The telegraf-agent pod is going to crashLoopBackOff state because it is unable to connect to MQTT endpoint.
My telegraf agent is part of the helm chart: chart1 and MQTT is the part of helm chart: chart2.
First chart1 will be installed and then chart2.

Below are the logs of telegraf-agent:

[[rishavkumarj@sigdev00 sig_edge]$ kc logs telegraf-agent-6bbdfd8bd4-tgl9p
2024-09-11T05:04:19Z I! Loading config: /etc/telegraf/telegraf.conf
2024-09-11T05:04:19Z I! Starting Telegraf 1.31.0 brought to you by InfluxData the makers of InfluxDB
2024-09-11T05:04:19Z I! Available plugins: 234 inputs, 9 aggregators, 32 processors, 26 parsers, 60 outputs, 6 secret-stores
2024-09-11T05:04:19Z I! Loaded inputs: http_listener_v2 internal mqtt_consumer
2024-09-11T05:04:19Z I! Loaded aggregators: 
2024-09-11T05:04:19Z I! Loaded processors: enum
2024-09-11T05:04:19Z I! Loaded secretstores: 
2024-09-11T05:04:19Z I! Loaded outputs: health influxdb_v2
2024-09-11T05:04:19Z I! Tags enabled: 
2024-09-11T05:04:19Z I! [agent] Config: Interval:10s, Quiet:false, Hostname:"", Flush Interval:10s
2024-09-11T05:04:19Z D! [agent] Initializing plugins
2024-09-11T05:04:19Z D! [agent] Connecting outputs
2024-09-11T05:04:19Z D! [agent] Attempting connection to [outputs.influxdb_v2::output_to_global_pipeline]
2024-09-11T05:04:19Z D! [agent] Successfully connected to outputs.influxdb_v2::output_to_global_pipeline
2024-09-11T05:04:19Z D! [agent] Attempting connection to [outputs.health]
2024-09-11T05:04:19Z I! [outputs.health] Listening on http://0.0.0.0:8888
2024-09-11T05:04:19Z D! [agent] Successfully connected to outputs.health
2024-09-11T05:04:19Z D! [agent] Starting service inputs
2024-09-11T05:04:19Z I! [inputs.http_listener_v2::input_http_listener_v2_host] Listening on 0.0.0.0:8087
2024-09-11T05:04:19Z E! [telegraf] Error running agent: starting input inputs.mqtt_consumer::input_mqtt_consumer_host: network Error : dial tcp: lookup mqtt on 10.96.0.10:53: no such host](https://)

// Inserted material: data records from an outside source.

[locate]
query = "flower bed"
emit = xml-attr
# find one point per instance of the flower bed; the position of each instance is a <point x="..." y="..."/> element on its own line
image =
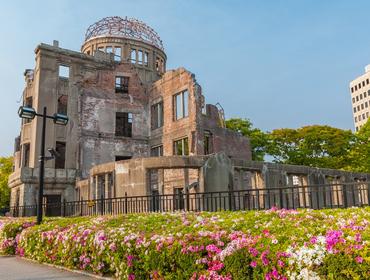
<point x="274" y="244"/>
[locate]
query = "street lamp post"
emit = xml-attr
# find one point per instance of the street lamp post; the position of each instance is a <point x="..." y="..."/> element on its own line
<point x="30" y="113"/>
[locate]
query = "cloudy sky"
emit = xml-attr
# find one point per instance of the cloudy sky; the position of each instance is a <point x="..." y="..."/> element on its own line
<point x="278" y="63"/>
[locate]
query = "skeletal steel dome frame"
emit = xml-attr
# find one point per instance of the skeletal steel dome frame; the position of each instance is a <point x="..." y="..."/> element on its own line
<point x="128" y="28"/>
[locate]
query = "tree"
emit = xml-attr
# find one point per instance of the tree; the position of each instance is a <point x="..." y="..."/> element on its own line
<point x="316" y="145"/>
<point x="6" y="167"/>
<point x="258" y="138"/>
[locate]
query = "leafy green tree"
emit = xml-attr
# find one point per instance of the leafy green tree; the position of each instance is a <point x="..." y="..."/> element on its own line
<point x="316" y="145"/>
<point x="258" y="138"/>
<point x="359" y="156"/>
<point x="6" y="167"/>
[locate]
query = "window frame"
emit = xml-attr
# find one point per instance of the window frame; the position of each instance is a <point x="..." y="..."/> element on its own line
<point x="184" y="146"/>
<point x="184" y="104"/>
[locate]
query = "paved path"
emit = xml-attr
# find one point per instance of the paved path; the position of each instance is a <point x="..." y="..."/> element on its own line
<point x="13" y="268"/>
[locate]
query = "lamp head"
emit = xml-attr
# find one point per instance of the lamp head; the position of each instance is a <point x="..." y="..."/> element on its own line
<point x="60" y="119"/>
<point x="26" y="112"/>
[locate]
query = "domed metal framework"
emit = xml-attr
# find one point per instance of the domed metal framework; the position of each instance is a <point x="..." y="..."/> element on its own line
<point x="128" y="28"/>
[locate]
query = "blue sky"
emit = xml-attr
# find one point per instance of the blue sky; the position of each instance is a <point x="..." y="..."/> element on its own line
<point x="278" y="63"/>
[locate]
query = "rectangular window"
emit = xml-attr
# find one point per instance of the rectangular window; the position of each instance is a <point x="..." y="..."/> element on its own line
<point x="64" y="71"/>
<point x="60" y="159"/>
<point x="109" y="49"/>
<point x="179" y="201"/>
<point x="62" y="105"/>
<point x="157" y="115"/>
<point x="156" y="151"/>
<point x="124" y="124"/>
<point x="121" y="84"/>
<point x="181" y="147"/>
<point x="140" y="57"/>
<point x="180" y="105"/>
<point x="26" y="155"/>
<point x="207" y="143"/>
<point x="146" y="61"/>
<point x="117" y="54"/>
<point x="133" y="56"/>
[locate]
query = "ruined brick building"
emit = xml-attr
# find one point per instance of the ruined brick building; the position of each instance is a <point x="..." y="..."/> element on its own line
<point x="122" y="103"/>
<point x="134" y="128"/>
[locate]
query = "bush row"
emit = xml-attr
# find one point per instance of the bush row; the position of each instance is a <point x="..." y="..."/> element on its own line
<point x="273" y="244"/>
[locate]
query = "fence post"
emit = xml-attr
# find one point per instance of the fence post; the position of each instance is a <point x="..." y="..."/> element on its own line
<point x="64" y="207"/>
<point x="230" y="200"/>
<point x="125" y="208"/>
<point x="101" y="205"/>
<point x="281" y="197"/>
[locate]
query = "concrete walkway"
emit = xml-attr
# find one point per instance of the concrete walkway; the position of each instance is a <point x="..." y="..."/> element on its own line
<point x="14" y="268"/>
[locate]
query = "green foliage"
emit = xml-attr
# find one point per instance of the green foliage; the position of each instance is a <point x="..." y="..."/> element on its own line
<point x="257" y="137"/>
<point x="6" y="167"/>
<point x="316" y="145"/>
<point x="273" y="244"/>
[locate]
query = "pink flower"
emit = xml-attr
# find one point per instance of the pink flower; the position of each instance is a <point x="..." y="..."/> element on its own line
<point x="129" y="260"/>
<point x="215" y="265"/>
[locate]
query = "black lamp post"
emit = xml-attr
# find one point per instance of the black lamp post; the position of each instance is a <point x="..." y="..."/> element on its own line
<point x="30" y="113"/>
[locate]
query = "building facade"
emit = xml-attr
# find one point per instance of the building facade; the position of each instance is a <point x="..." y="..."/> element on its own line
<point x="360" y="94"/>
<point x="122" y="103"/>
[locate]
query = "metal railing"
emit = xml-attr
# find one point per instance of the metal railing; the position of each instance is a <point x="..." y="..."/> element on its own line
<point x="315" y="197"/>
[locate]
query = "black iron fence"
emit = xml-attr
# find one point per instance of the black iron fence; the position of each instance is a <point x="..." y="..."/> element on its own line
<point x="315" y="197"/>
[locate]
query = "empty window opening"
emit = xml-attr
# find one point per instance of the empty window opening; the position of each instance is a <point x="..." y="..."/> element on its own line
<point x="117" y="54"/>
<point x="109" y="49"/>
<point x="181" y="147"/>
<point x="26" y="155"/>
<point x="64" y="71"/>
<point x="180" y="105"/>
<point x="133" y="56"/>
<point x="156" y="151"/>
<point x="118" y="158"/>
<point x="62" y="105"/>
<point x="122" y="84"/>
<point x="157" y="115"/>
<point x="146" y="61"/>
<point x="140" y="57"/>
<point x="124" y="124"/>
<point x="60" y="159"/>
<point x="207" y="143"/>
<point x="179" y="200"/>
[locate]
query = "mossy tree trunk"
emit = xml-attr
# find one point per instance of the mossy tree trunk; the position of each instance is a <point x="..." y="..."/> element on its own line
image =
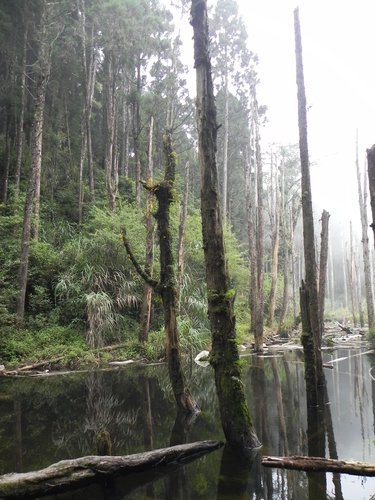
<point x="164" y="192"/>
<point x="311" y="328"/>
<point x="371" y="182"/>
<point x="166" y="286"/>
<point x="324" y="235"/>
<point x="235" y="418"/>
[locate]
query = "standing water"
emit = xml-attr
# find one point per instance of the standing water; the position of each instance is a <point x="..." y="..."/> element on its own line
<point x="50" y="418"/>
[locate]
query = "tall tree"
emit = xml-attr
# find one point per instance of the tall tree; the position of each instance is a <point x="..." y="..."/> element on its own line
<point x="324" y="238"/>
<point x="371" y="182"/>
<point x="42" y="70"/>
<point x="149" y="258"/>
<point x="166" y="286"/>
<point x="365" y="241"/>
<point x="235" y="418"/>
<point x="309" y="298"/>
<point x="229" y="53"/>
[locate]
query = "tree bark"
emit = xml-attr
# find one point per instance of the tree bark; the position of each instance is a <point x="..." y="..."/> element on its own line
<point x="110" y="113"/>
<point x="319" y="464"/>
<point x="365" y="243"/>
<point x="181" y="234"/>
<point x="275" y="224"/>
<point x="36" y="162"/>
<point x="149" y="261"/>
<point x="69" y="474"/>
<point x="166" y="286"/>
<point x="371" y="183"/>
<point x="307" y="211"/>
<point x="323" y="266"/>
<point x="21" y="113"/>
<point x="235" y="418"/>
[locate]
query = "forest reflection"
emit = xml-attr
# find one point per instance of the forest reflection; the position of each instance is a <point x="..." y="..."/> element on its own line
<point x="47" y="419"/>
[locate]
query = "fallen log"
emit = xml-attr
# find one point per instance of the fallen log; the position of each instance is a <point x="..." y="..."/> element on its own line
<point x="68" y="474"/>
<point x="319" y="464"/>
<point x="40" y="364"/>
<point x="344" y="328"/>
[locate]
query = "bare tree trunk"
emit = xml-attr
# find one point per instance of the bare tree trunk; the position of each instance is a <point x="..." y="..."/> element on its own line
<point x="136" y="133"/>
<point x="259" y="307"/>
<point x="371" y="183"/>
<point x="275" y="224"/>
<point x="36" y="161"/>
<point x="181" y="233"/>
<point x="314" y="330"/>
<point x="225" y="144"/>
<point x="125" y="132"/>
<point x="235" y="418"/>
<point x="88" y="78"/>
<point x="323" y="265"/>
<point x="22" y="113"/>
<point x="365" y="243"/>
<point x="344" y="268"/>
<point x="331" y="273"/>
<point x="351" y="278"/>
<point x="166" y="286"/>
<point x="147" y="290"/>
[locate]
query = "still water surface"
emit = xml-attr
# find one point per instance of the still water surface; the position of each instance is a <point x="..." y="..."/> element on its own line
<point x="46" y="419"/>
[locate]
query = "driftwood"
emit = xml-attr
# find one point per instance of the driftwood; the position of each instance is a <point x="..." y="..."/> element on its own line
<point x="68" y="474"/>
<point x="344" y="328"/>
<point x="319" y="464"/>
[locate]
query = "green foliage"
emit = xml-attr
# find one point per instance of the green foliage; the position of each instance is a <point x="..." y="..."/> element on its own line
<point x="45" y="344"/>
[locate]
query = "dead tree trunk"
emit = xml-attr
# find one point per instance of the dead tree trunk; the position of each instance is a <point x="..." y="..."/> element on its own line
<point x="149" y="262"/>
<point x="323" y="265"/>
<point x="275" y="224"/>
<point x="69" y="474"/>
<point x="371" y="183"/>
<point x="181" y="234"/>
<point x="20" y="128"/>
<point x="166" y="286"/>
<point x="36" y="161"/>
<point x="365" y="243"/>
<point x="307" y="212"/>
<point x="235" y="418"/>
<point x="319" y="464"/>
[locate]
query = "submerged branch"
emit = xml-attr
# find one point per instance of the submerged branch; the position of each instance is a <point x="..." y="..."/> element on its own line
<point x="319" y="464"/>
<point x="68" y="474"/>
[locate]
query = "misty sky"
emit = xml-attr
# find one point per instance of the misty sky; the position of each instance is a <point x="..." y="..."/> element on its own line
<point x="338" y="52"/>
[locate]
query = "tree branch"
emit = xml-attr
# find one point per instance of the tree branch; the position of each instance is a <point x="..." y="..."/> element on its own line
<point x="142" y="273"/>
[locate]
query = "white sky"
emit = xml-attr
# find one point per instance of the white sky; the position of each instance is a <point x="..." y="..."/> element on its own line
<point x="338" y="52"/>
<point x="338" y="39"/>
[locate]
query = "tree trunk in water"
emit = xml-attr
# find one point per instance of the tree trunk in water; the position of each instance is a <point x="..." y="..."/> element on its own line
<point x="21" y="114"/>
<point x="225" y="145"/>
<point x="36" y="162"/>
<point x="181" y="234"/>
<point x="5" y="173"/>
<point x="319" y="464"/>
<point x="166" y="286"/>
<point x="110" y="113"/>
<point x="314" y="329"/>
<point x="164" y="194"/>
<point x="365" y="243"/>
<point x="323" y="265"/>
<point x="136" y="133"/>
<point x="147" y="290"/>
<point x="235" y="418"/>
<point x="371" y="183"/>
<point x="275" y="224"/>
<point x="259" y="305"/>
<point x="88" y="78"/>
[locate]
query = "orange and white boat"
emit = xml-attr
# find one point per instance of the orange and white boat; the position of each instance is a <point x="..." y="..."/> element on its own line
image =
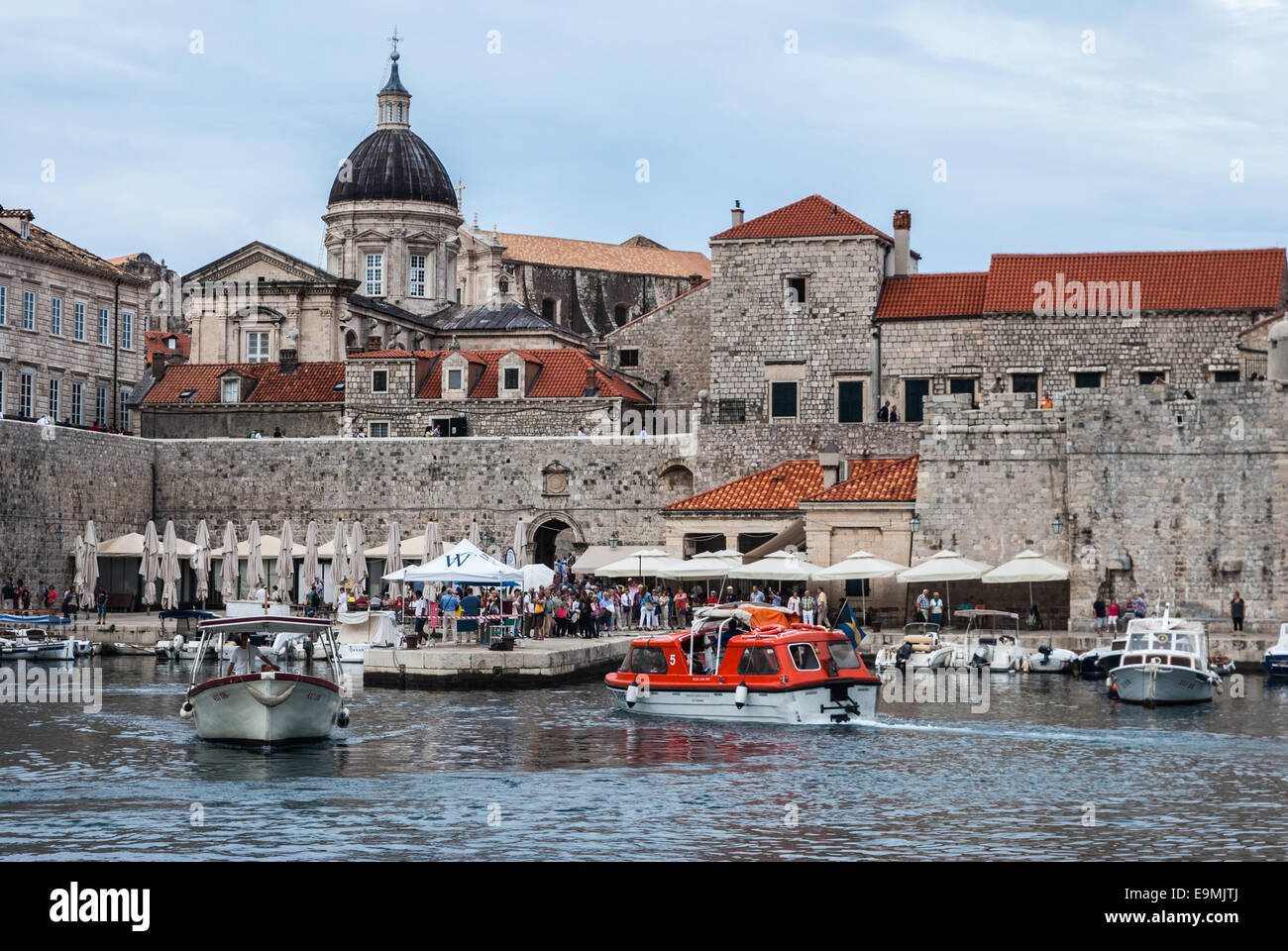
<point x="776" y="673"/>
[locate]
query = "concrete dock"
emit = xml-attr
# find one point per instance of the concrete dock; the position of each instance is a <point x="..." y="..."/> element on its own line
<point x="532" y="664"/>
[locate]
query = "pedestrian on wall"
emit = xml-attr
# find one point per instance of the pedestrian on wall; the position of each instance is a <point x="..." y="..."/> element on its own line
<point x="1236" y="611"/>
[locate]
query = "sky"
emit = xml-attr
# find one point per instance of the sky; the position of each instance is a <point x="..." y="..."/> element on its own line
<point x="187" y="131"/>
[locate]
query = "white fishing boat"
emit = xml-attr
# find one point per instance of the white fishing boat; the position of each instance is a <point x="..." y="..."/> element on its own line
<point x="266" y="707"/>
<point x="1276" y="658"/>
<point x="1164" y="661"/>
<point x="992" y="642"/>
<point x="1052" y="660"/>
<point x="919" y="650"/>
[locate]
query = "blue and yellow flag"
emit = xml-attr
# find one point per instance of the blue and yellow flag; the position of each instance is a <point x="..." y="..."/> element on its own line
<point x="849" y="625"/>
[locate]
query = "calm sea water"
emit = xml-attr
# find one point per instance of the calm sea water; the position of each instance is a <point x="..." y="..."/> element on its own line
<point x="558" y="775"/>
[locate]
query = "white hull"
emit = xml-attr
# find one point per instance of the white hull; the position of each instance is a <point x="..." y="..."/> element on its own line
<point x="806" y="706"/>
<point x="1136" y="685"/>
<point x="256" y="711"/>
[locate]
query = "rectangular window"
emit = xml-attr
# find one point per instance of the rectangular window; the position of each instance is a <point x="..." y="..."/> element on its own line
<point x="849" y="401"/>
<point x="782" y="399"/>
<point x="27" y="394"/>
<point x="375" y="274"/>
<point x="257" y="347"/>
<point x="416" y="276"/>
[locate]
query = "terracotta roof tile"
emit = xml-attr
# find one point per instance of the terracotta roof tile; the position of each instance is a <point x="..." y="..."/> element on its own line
<point x="310" y="382"/>
<point x="631" y="258"/>
<point x="893" y="482"/>
<point x="932" y="295"/>
<point x="561" y="372"/>
<point x="809" y="217"/>
<point x="1240" y="279"/>
<point x="774" y="489"/>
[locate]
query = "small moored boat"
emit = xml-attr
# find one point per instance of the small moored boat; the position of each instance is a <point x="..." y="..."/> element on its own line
<point x="266" y="707"/>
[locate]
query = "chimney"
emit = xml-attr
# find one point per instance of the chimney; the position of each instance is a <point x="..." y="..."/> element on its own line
<point x="829" y="461"/>
<point x="902" y="226"/>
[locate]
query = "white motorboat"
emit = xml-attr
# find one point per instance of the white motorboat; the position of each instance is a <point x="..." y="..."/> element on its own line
<point x="992" y="641"/>
<point x="266" y="707"/>
<point x="1164" y="661"/>
<point x="1276" y="658"/>
<point x="1052" y="660"/>
<point x="919" y="650"/>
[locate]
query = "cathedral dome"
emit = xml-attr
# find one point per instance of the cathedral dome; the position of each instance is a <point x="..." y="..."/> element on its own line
<point x="393" y="163"/>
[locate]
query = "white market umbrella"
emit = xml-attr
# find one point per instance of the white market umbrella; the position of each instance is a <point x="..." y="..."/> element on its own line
<point x="170" y="571"/>
<point x="201" y="562"/>
<point x="1026" y="566"/>
<point x="310" y="553"/>
<point x="520" y="543"/>
<point x="150" y="564"/>
<point x="778" y="566"/>
<point x="357" y="557"/>
<point x="254" y="558"/>
<point x="393" y="560"/>
<point x="228" y="566"/>
<point x="944" y="566"/>
<point x="286" y="564"/>
<point x="859" y="566"/>
<point x="90" y="558"/>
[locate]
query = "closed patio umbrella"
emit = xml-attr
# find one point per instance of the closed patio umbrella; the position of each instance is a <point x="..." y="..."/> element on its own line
<point x="228" y="566"/>
<point x="310" y="555"/>
<point x="170" y="571"/>
<point x="201" y="562"/>
<point x="254" y="558"/>
<point x="859" y="566"/>
<point x="286" y="564"/>
<point x="393" y="560"/>
<point x="944" y="566"/>
<point x="1026" y="566"/>
<point x="150" y="564"/>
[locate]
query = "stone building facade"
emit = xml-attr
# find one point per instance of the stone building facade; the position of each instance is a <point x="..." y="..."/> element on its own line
<point x="71" y="329"/>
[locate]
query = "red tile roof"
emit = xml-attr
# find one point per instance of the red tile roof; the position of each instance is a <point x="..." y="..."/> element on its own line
<point x="893" y="482"/>
<point x="934" y="295"/>
<point x="309" y="382"/>
<point x="1239" y="279"/>
<point x="156" y="342"/>
<point x="784" y="486"/>
<point x="809" y="217"/>
<point x="555" y="372"/>
<point x="631" y="258"/>
<point x="1245" y="279"/>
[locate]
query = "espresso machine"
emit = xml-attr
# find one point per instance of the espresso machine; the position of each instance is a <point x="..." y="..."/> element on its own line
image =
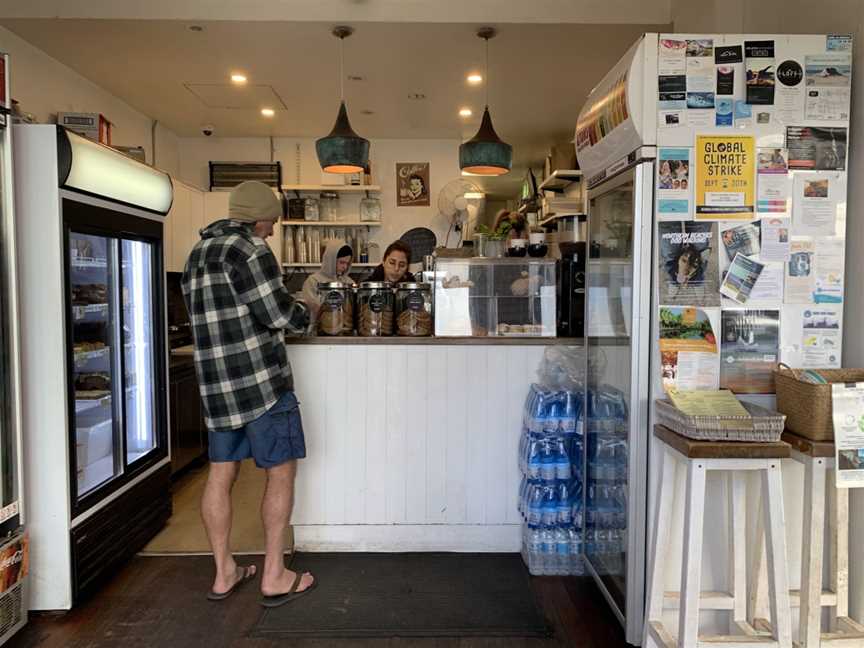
<point x="571" y="289"/>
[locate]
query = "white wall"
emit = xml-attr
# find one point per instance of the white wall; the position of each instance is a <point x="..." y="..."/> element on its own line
<point x="44" y="86"/>
<point x="300" y="166"/>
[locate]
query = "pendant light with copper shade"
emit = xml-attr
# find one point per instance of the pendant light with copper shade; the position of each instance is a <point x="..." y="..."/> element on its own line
<point x="485" y="153"/>
<point x="343" y="150"/>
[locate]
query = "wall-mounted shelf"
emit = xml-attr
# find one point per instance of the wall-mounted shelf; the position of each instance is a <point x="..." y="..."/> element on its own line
<point x="318" y="265"/>
<point x="333" y="223"/>
<point x="339" y="188"/>
<point x="559" y="180"/>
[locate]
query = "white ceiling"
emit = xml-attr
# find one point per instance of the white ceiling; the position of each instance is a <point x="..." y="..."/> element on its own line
<point x="540" y="75"/>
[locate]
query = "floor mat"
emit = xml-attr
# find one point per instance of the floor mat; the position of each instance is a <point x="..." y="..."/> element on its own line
<point x="409" y="595"/>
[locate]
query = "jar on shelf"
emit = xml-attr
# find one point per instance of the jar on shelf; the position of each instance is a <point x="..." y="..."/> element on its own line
<point x="414" y="309"/>
<point x="370" y="210"/>
<point x="328" y="206"/>
<point x="375" y="309"/>
<point x="311" y="211"/>
<point x="336" y="314"/>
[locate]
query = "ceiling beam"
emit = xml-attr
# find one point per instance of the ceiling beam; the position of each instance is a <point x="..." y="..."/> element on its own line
<point x="442" y="11"/>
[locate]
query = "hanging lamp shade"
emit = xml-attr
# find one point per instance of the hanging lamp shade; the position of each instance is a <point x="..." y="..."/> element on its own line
<point x="485" y="153"/>
<point x="343" y="150"/>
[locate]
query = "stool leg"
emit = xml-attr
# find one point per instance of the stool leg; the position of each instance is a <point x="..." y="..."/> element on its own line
<point x="691" y="568"/>
<point x="775" y="536"/>
<point x="839" y="546"/>
<point x="659" y="541"/>
<point x="758" y="603"/>
<point x="812" y="552"/>
<point x="737" y="497"/>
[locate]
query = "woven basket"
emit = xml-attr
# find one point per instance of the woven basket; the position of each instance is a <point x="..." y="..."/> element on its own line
<point x="808" y="407"/>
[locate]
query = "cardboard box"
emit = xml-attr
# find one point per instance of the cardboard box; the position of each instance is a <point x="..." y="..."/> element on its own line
<point x="93" y="126"/>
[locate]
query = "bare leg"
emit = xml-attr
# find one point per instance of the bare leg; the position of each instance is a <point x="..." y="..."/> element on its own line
<point x="276" y="510"/>
<point x="216" y="514"/>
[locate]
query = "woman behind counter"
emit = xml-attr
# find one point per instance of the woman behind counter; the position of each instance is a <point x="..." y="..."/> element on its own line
<point x="335" y="264"/>
<point x="395" y="266"/>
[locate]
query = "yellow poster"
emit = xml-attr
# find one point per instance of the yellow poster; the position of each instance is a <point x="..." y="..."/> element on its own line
<point x="725" y="177"/>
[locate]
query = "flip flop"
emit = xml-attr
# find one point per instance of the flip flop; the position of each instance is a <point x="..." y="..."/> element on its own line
<point x="281" y="599"/>
<point x="247" y="573"/>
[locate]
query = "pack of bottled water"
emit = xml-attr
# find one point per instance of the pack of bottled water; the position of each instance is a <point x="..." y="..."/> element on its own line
<point x="551" y="453"/>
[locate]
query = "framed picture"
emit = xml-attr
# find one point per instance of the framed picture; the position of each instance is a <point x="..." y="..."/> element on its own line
<point x="412" y="184"/>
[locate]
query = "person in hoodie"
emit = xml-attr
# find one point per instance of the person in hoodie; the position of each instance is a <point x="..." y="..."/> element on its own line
<point x="335" y="265"/>
<point x="239" y="311"/>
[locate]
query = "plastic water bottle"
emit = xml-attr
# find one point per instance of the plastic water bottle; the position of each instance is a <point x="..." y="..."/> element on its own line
<point x="550" y="504"/>
<point x="575" y="538"/>
<point x="534" y="549"/>
<point x="562" y="552"/>
<point x="547" y="552"/>
<point x="564" y="515"/>
<point x="562" y="460"/>
<point x="535" y="458"/>
<point x="548" y="460"/>
<point x="535" y="504"/>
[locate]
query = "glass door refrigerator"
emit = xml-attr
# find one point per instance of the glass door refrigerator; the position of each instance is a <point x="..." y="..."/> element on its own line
<point x="94" y="331"/>
<point x="13" y="538"/>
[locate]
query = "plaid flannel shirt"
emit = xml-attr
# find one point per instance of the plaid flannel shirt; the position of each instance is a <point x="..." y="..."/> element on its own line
<point x="238" y="308"/>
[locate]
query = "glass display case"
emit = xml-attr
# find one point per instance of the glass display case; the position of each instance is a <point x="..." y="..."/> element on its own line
<point x="495" y="297"/>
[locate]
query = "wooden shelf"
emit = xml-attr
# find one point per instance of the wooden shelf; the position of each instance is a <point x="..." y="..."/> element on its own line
<point x="339" y="188"/>
<point x="333" y="223"/>
<point x="559" y="180"/>
<point x="318" y="265"/>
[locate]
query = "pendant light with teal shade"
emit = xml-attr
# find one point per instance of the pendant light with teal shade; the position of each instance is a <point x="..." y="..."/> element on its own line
<point x="485" y="153"/>
<point x="343" y="150"/>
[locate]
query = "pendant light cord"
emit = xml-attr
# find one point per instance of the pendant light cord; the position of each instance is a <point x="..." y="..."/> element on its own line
<point x="487" y="72"/>
<point x="342" y="68"/>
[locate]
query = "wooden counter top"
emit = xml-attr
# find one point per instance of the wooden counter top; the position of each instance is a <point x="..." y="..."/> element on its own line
<point x="435" y="341"/>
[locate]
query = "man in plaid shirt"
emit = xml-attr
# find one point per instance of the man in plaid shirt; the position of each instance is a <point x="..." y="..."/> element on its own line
<point x="239" y="310"/>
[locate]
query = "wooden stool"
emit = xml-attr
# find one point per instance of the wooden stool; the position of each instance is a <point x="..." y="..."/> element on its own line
<point x="732" y="458"/>
<point x="818" y="460"/>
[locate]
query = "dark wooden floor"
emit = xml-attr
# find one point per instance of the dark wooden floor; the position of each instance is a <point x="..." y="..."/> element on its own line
<point x="159" y="601"/>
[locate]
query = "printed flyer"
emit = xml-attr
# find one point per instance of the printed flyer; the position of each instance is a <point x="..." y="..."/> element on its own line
<point x="828" y="283"/>
<point x="828" y="78"/>
<point x="847" y="408"/>
<point x="740" y="278"/>
<point x="725" y="177"/>
<point x="816" y="149"/>
<point x="689" y="357"/>
<point x="815" y="204"/>
<point x="774" y="185"/>
<point x="688" y="271"/>
<point x="673" y="183"/>
<point x="741" y="238"/>
<point x="775" y="239"/>
<point x="790" y="92"/>
<point x="749" y="350"/>
<point x="759" y="57"/>
<point x="800" y="275"/>
<point x="821" y="338"/>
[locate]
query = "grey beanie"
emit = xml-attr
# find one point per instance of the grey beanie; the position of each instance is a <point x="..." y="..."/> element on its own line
<point x="253" y="201"/>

Is there a way we can ignore this error for now until MQTT pod is available and make telegraf-agent connect to MQTT once helm chart: chart2 is deployed.

I see we have the startup error behavior option here in the mqtt_consumer plugin

I have tried setting startup_error_behavior to retry to avoid the pod going to crashLoopBackOff state and connect to MQTT once it is available:

[[inputs.mqtt_consumer]]
      startup_error_behavior = "retry"

But the issue still persists.

ok, I have resolved the issue.
Initially, I was using the docker image: telegraf:1.31.0

The configuration startup_error_behavior for mqtt_consumer seems unsupported in the above version.

Once I updated the version to 1.32.0, it started working.

1 Like

@Rishav_Kumar_Jha I just wanted to thank you for sharing your solution with the community! Out of curiosity what are you using InfluxDB for?